Rivian berencana untuk menghadirkan sistem mengemudi bebas genggam yang lebih matang di truk mereka. Scaringe mengungkapkan dalam sebuah wawancara baru-baru ini bahwa mereka berada di jalur yang tepat untuk menghadirkan kemampuan otonom dari titik ke titik pada tahun 2026, dengan rencana untuk mencapai otonomi tanpa pandangan mata juga.
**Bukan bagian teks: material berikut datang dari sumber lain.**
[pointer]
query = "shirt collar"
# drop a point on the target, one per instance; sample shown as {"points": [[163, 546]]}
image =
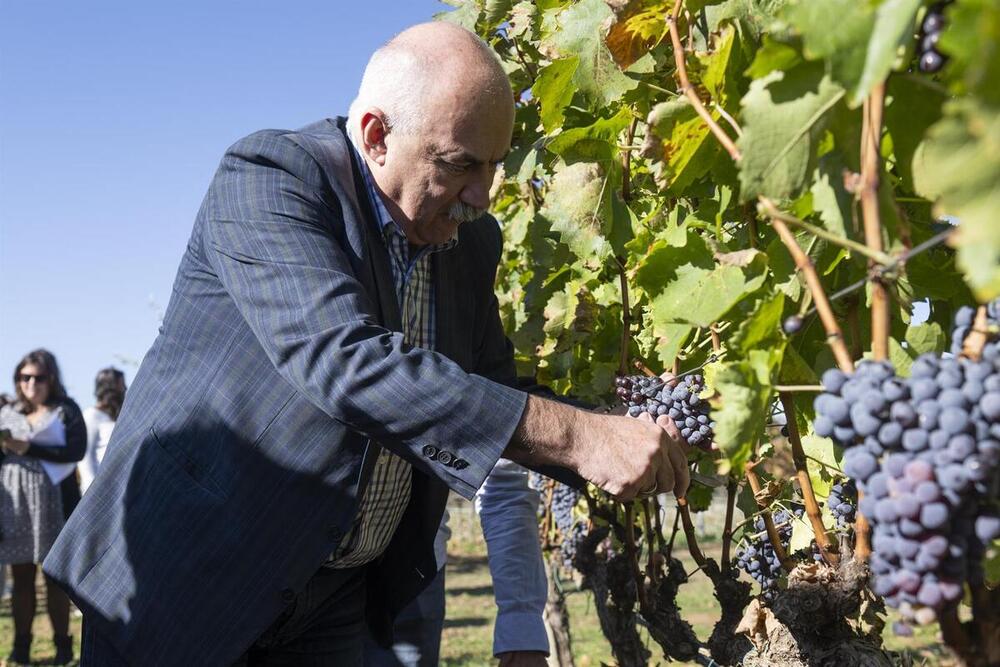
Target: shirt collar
{"points": [[385, 220]]}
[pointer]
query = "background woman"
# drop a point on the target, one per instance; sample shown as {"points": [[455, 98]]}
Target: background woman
{"points": [[109, 389], [38, 490]]}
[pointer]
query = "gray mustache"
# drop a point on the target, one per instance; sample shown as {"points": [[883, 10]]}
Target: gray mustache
{"points": [[461, 212]]}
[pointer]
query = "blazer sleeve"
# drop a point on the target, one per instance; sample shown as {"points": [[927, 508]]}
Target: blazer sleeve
{"points": [[76, 438], [268, 224]]}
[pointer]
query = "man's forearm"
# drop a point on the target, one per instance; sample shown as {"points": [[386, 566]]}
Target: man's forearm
{"points": [[545, 434]]}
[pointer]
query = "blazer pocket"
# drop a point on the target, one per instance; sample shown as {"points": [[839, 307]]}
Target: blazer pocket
{"points": [[187, 465]]}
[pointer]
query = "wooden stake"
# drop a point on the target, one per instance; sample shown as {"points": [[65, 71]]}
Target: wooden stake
{"points": [[870, 166], [826, 547]]}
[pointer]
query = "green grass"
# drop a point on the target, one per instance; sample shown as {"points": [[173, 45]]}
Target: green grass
{"points": [[42, 649], [468, 633]]}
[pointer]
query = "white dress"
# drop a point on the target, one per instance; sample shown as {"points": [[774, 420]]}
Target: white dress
{"points": [[99, 427]]}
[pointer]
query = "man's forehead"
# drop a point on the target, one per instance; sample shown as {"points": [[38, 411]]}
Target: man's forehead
{"points": [[464, 153]]}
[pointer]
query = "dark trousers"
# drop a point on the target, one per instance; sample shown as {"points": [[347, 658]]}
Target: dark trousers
{"points": [[416, 631], [323, 625]]}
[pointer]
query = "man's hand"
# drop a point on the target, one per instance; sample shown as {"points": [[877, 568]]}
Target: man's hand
{"points": [[621, 455], [523, 659]]}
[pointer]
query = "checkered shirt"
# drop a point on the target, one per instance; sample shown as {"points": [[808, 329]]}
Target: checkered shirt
{"points": [[388, 490]]}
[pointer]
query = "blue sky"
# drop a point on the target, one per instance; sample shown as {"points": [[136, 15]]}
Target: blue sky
{"points": [[113, 118]]}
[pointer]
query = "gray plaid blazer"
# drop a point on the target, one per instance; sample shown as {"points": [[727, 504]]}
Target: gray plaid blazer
{"points": [[248, 434]]}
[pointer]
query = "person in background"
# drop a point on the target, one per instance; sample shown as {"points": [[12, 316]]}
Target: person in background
{"points": [[5, 589], [507, 507], [109, 389], [331, 363], [44, 435]]}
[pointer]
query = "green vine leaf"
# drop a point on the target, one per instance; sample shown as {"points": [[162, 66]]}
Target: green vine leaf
{"points": [[784, 116], [762, 328], [554, 90], [959, 166], [743, 404], [578, 30], [586, 210], [594, 143], [864, 46]]}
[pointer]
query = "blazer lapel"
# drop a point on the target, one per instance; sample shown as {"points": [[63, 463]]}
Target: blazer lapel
{"points": [[376, 253]]}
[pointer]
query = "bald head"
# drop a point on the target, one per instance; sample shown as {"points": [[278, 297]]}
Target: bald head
{"points": [[425, 72]]}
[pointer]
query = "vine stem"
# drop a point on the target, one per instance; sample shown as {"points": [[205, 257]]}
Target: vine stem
{"points": [[875, 255], [627, 163], [854, 323], [802, 261], [727, 530], [689, 90], [772, 530], [633, 554], [870, 149], [835, 338], [650, 539], [692, 539], [673, 534], [626, 318], [827, 548], [619, 261], [972, 346]]}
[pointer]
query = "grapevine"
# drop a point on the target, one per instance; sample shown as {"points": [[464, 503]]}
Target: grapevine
{"points": [[746, 205]]}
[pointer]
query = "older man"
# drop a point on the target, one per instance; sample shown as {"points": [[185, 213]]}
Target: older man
{"points": [[331, 362]]}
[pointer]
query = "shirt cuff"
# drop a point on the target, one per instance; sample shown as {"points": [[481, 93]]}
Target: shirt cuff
{"points": [[519, 631]]}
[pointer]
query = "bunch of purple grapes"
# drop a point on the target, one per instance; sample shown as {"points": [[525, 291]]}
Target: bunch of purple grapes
{"points": [[757, 557], [564, 500], [843, 501], [930, 59], [925, 452], [679, 400]]}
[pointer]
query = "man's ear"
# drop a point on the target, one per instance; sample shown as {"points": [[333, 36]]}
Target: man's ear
{"points": [[373, 131]]}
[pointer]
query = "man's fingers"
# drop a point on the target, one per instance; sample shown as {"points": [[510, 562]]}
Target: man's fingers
{"points": [[668, 379], [665, 478], [668, 425]]}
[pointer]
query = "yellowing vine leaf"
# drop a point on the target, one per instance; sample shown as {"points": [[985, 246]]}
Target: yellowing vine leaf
{"points": [[637, 26]]}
Dengan nilai yang dilihat dalam teknologi swakemudi, Rivian berusaha untuk menghentikan perilaku sembrono pengemudi yang menganggap remeh sistem tersebut. Scaringe menegaskan bahwa sebagian besar sistem saat ini beroperasi pada Level 2, yang masih memerlukan perhatian dari pengemudi. Fitur hands-free menjadi fitur yang paling diminati dalam mobil-mobil baru, dan mengemudi otonom dianggap sebagai langkah besar berikutnya dalam industri otomotif.
Rivian yakin bahwa teknologi otonomi akan menjadi faktor penting dalam keputusan pembelian mobil di masa depan. Mereka percaya bahwa kemampuan otonomi yang semakin canggih bisa mempercepat elektrifikasi kendaraan, dengan harapan akan memimpin pasar dengan inovasinya. Meski banyak produsen mobil lain telah gagal memenuhi janji serupa, Rivian optimis bahwa mereka bisa membangun masa depan dengan sukses.